Configure Custom Query-Based Sampling for Tables

As a Data Source Admin, you can specify custom queries for sampling individual tables:

  1. On the Per-Object Parameters tab, navigate to the table level of your data source by clicking the name of a schema object that contains the table you want.

  2. Locate the table and open the sampling query editor by clicking the pencil icon in the Sampling Query column.

    ../../_images/SamplingForOCF_SamplingQuery.png
  3. Add the custom query in the query editor and save it. The next sampling job will use this query to sample the table.

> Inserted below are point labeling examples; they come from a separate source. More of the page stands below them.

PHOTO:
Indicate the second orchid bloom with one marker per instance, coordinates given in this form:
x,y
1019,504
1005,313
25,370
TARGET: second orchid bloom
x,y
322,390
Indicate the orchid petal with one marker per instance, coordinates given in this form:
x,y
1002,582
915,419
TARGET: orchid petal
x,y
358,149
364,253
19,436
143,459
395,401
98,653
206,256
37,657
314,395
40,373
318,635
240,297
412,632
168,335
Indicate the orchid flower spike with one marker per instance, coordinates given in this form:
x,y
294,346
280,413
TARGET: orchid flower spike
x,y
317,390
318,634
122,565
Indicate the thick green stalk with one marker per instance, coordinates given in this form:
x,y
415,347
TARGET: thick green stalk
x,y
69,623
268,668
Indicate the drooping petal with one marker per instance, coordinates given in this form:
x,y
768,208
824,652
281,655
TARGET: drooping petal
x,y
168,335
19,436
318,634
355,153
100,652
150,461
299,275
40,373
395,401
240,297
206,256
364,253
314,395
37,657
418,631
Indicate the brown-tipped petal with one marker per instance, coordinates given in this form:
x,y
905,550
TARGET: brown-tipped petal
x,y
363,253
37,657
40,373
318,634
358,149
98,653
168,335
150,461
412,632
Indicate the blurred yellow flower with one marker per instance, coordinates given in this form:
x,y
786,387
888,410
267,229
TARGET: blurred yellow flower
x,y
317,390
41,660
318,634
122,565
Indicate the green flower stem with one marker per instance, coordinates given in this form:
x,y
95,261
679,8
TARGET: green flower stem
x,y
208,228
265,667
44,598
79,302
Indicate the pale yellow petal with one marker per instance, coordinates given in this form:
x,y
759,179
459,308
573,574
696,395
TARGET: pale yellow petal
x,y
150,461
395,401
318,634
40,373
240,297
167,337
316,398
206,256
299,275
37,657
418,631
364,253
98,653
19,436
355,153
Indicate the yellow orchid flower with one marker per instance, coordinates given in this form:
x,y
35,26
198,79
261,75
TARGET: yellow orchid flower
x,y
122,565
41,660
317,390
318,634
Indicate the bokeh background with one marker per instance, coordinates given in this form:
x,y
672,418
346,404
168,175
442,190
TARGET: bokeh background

    ../../_images/SamplingForOCF_SamplingQuerySave.png

Note

There is no SQL validation for the custom sampling queries. Any errors will be logged in the Sampling Job Status table on the Data Sampling tab. We recommend test-running and troubleshooting custom queries in Compose before saving it in the catalog and running the sampling job.

Configure Custom Query-Based Profiling for Columns

Ensure you have enabled Profiling V2 (Enable Profiling V2).

To specify custom queries for profiling individual columns:

  1. On the Per-Object Parameters tab, navigate to the column you want to profile by clicking the name of the table object that contains this column.

  2. Locate the column and in the Profiling Query column, click the pencil icon to open the query editor.

    ../../_images/SamplingForOCF_ProfilingQuery.png
  3. In the query editor, provide a custom query and click Save. The next profiling job you run for this column will use the saved query to profile the column.

    Note

    Individual column profiling queries on the Per-Object Parameters tab take precedence over default profiling queries and custom profiling queries on the Custom Settings tab.

Customize the Default Profiling Queries

Ensure you have enabled Profiling V2 (Enable Profiling V2).

The Custom Settings tab allows customizing the default queries for profiling all columns.

By default, Alation runs default queries to profile columns, with variations for numeric and non-numeric data types.

../../_images/SamplingForOCF_CustomSettings.png

You can customize these queries and the statistics that will be displayed on the Overview tab of the column catalog page.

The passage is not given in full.